OSTBERLIN (Komische Oper):

"Der Sommernachtstraum" von Benjamin Britten

"Wer im Februar Günther Rennerts Hamburger Inszenierung gesehen hat, erkennt ihn kaum wieder", schreibt H. H. Stuckenschmidt in der FAZ. Walter Felsenstein "entwickelt Regie und Szenenbild (Rudolf Heinrich) aus einem erstaunlich gesteigerten Naturerlebnis. Baumgruppen rücken nach rechts und links; Pflanzen beginnen zu atmen. Der Große Pan ist in sein Reich eingesetzt und dringt unversehens in das der Menschen ein ... Aufgehoben ist die Schwerkraft, wie Soffitten schweben Oberon und Puck vom Schnürboden herab, um sich über Titanias von Riesenspinnen umgarntem Pfühl ein Rendezvous zu geben. Neben soviel Waldzauber tritt die Welt der Liebenden in den Hintergrund." W. Oehlmann urteilt im Tagesspiegel: "Was das Theater seit den großen Zeiten der barocken Szenenkunst produziert hat, das war auf der Bühne der Komischen Oper konzentriert – ein Fest des Theaters ... In dieser vom Geist des Schauspiels inspirierten Aufführung war das Verhältnis Shakespeare–Britten vollends zugunsten des Dichters verschoben." Oberon und Titanic wurden, von den Negersängern William Ray und Ella Lee verkörpert, aus der Menschenwelt herausgehoben. Der Puck von Harald Engelmann "würde mit seiner allgegenwärtigen Akrobatik jedem Zirkus Ehre machen". Den musikalischen Höhepunkt des von Kurt Masur dirigierten Abends ergab das Quartett der Liebespaare (Gabriele Schubert, Ingrid Cerny, Manfred Hopp, Uwe Kreyssig). In den Handwerkerszenen dominierte Rudolf Asmus als Zettel, dem "der Darstellerlorbeer des Abends gebührt".

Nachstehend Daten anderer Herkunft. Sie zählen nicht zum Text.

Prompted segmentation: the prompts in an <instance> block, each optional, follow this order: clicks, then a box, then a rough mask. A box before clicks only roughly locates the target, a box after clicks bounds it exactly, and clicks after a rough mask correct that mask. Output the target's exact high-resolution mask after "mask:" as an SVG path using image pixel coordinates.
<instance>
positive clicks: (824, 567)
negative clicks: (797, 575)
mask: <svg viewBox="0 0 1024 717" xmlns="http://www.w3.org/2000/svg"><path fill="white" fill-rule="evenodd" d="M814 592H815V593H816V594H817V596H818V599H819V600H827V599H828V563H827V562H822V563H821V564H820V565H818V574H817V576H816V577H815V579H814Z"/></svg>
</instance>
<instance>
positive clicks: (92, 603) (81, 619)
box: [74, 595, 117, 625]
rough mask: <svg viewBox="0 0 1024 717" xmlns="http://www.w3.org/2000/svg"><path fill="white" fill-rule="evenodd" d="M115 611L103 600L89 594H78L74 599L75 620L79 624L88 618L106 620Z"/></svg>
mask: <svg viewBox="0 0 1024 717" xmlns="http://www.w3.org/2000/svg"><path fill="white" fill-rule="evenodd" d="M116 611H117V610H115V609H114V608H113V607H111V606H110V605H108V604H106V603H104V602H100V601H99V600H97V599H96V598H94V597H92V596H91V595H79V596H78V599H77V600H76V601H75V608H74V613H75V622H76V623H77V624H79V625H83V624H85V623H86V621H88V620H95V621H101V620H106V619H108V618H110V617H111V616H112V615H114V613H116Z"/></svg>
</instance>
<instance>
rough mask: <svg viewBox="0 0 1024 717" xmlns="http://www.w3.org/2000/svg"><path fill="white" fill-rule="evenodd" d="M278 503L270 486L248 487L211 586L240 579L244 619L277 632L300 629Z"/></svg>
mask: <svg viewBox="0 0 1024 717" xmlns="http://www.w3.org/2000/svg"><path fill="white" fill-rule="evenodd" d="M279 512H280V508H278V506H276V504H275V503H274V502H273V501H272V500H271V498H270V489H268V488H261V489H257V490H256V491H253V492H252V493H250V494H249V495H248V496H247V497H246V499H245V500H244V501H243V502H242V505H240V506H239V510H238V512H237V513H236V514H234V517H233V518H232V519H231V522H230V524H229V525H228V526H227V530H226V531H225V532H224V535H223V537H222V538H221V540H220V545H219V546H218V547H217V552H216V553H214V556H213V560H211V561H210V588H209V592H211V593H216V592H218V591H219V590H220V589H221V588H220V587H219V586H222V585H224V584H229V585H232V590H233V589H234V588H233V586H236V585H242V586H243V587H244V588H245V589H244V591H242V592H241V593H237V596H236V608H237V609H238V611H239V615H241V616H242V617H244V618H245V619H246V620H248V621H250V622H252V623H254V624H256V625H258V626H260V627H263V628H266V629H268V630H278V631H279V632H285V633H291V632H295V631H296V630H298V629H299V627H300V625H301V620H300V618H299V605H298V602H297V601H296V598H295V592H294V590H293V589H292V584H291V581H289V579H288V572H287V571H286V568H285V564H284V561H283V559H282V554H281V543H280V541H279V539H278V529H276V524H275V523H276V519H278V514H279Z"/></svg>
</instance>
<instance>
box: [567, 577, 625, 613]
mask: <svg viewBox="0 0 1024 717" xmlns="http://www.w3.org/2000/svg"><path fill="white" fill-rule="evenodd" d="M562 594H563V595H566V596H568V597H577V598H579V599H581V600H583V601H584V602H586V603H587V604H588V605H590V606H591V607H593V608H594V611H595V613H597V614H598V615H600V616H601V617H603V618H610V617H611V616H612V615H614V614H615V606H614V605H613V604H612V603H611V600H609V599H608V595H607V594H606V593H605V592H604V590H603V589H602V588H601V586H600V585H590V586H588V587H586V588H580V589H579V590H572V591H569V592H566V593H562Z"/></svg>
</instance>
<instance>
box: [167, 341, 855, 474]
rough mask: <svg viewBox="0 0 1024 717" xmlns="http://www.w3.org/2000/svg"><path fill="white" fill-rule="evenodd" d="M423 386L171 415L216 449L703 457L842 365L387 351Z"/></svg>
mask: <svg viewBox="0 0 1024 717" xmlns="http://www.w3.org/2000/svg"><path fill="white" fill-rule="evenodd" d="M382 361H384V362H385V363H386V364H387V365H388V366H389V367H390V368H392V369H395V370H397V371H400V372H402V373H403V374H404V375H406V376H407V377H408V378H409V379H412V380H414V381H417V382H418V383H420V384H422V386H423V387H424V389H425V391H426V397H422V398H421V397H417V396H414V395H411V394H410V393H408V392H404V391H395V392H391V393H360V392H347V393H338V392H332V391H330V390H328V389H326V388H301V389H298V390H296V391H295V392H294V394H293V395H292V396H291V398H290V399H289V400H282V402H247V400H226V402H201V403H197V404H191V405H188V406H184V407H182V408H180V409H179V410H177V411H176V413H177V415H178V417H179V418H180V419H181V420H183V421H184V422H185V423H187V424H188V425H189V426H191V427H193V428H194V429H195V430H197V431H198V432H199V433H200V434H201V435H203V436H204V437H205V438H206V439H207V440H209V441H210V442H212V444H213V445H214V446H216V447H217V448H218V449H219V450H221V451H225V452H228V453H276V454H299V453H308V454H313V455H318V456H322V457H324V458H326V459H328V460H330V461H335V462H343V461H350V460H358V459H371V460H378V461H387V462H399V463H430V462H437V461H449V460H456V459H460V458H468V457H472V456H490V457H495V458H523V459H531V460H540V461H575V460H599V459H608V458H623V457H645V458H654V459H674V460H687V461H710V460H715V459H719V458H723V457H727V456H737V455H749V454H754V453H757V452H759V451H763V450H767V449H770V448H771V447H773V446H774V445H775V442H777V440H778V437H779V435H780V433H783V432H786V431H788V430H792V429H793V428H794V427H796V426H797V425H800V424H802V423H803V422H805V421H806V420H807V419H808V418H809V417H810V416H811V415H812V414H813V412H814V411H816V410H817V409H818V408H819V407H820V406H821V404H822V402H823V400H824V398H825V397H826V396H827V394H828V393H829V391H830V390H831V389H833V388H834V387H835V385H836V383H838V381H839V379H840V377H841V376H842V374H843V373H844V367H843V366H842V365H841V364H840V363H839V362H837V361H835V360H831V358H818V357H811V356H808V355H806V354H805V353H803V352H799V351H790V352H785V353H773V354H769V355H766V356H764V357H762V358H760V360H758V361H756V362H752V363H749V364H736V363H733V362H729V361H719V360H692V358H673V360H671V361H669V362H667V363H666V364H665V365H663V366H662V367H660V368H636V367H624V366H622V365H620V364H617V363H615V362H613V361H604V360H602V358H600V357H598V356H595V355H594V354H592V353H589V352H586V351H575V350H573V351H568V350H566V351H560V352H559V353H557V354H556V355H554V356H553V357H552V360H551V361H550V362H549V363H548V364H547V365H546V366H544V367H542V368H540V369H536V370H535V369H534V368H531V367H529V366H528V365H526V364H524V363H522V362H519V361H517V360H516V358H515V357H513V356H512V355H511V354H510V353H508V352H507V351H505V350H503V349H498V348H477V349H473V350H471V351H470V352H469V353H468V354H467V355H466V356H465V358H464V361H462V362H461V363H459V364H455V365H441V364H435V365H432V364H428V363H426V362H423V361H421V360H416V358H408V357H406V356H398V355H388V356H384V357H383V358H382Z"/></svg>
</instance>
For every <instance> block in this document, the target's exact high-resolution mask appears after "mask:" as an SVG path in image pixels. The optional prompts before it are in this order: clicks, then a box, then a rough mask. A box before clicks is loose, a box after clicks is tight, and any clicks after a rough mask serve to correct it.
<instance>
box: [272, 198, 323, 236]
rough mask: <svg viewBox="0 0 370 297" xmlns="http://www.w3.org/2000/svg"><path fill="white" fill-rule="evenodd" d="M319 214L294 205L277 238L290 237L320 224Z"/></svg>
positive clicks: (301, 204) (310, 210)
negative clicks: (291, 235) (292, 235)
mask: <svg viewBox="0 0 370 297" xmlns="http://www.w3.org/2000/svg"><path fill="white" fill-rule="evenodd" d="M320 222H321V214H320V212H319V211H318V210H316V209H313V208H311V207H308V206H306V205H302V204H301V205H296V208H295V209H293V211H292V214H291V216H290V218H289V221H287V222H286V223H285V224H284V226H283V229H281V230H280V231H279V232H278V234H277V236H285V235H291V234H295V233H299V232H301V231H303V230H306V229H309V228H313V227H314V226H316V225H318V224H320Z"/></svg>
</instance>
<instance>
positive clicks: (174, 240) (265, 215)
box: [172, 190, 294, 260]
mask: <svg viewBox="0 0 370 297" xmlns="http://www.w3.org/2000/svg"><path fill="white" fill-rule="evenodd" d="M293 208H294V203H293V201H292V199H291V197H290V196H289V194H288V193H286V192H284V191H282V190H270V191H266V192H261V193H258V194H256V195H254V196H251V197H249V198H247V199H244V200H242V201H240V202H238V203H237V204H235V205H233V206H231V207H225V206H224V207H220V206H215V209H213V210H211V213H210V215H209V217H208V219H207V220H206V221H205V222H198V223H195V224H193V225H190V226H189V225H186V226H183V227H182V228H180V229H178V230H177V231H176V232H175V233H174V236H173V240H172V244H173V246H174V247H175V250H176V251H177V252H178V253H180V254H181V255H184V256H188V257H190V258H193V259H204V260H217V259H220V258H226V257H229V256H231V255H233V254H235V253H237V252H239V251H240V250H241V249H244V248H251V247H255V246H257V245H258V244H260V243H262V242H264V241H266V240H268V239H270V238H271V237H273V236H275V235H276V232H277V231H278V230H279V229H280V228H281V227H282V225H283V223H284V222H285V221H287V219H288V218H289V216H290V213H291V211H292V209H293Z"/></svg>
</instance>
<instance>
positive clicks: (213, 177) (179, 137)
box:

MANNHEIM (Nationaltheater):

"Caligula" von Albert Camus

Nach dem Wiener Burgtheater stellte das Mannheimer Nationaltheater das dramatische Erstlingswerk des französischen Nobelpreisträgers von neuem zur Diskussion. Während der ersten Nachkriegsjahre wurde "Caligula" auf vielen deutschen Bühnen gespielt als Tragödie des Terrors, zu dem schrankenlose Macht einen einzelnen verführen kann. In politischen Zeitbezügen – als dramatische Paraphrase etwa von Hitlers Willkürherrschaft oder auch als "Warnungstafel" vor dem "Marsch in den Abgrund" – erschöpft sich jedoch diese radikale "Tragödie der Erkenntnis" nicht, wie Camus sein Schauspiel nannte. Die Neuaufführung konfrontiert mit der philosophischen Grundlage dieser Szenen um den römischen Imperator: die Absurdität des Lebens, demonstriert an einer menschlichen Grenzsituation. Dabei stellt sich "Caligula" als die Revolte einer Jugend gegen die Sinnlosigkeit dar. In der Mannheimer Inszenierung von Ulrich Brecht, Gastregisseur aus Lübeck, wurde der Text effektvoll ausgebreitet, aber keine Stellung bezogen zu den im Stück auch enthaltenen Gegenkräften (Cherea: Wolfgang Höper, Scipio: K. H. Pelser). Die Titelrolle spielte Michael Degen. Bühnenbilder: Hansheinrich Palitzsch.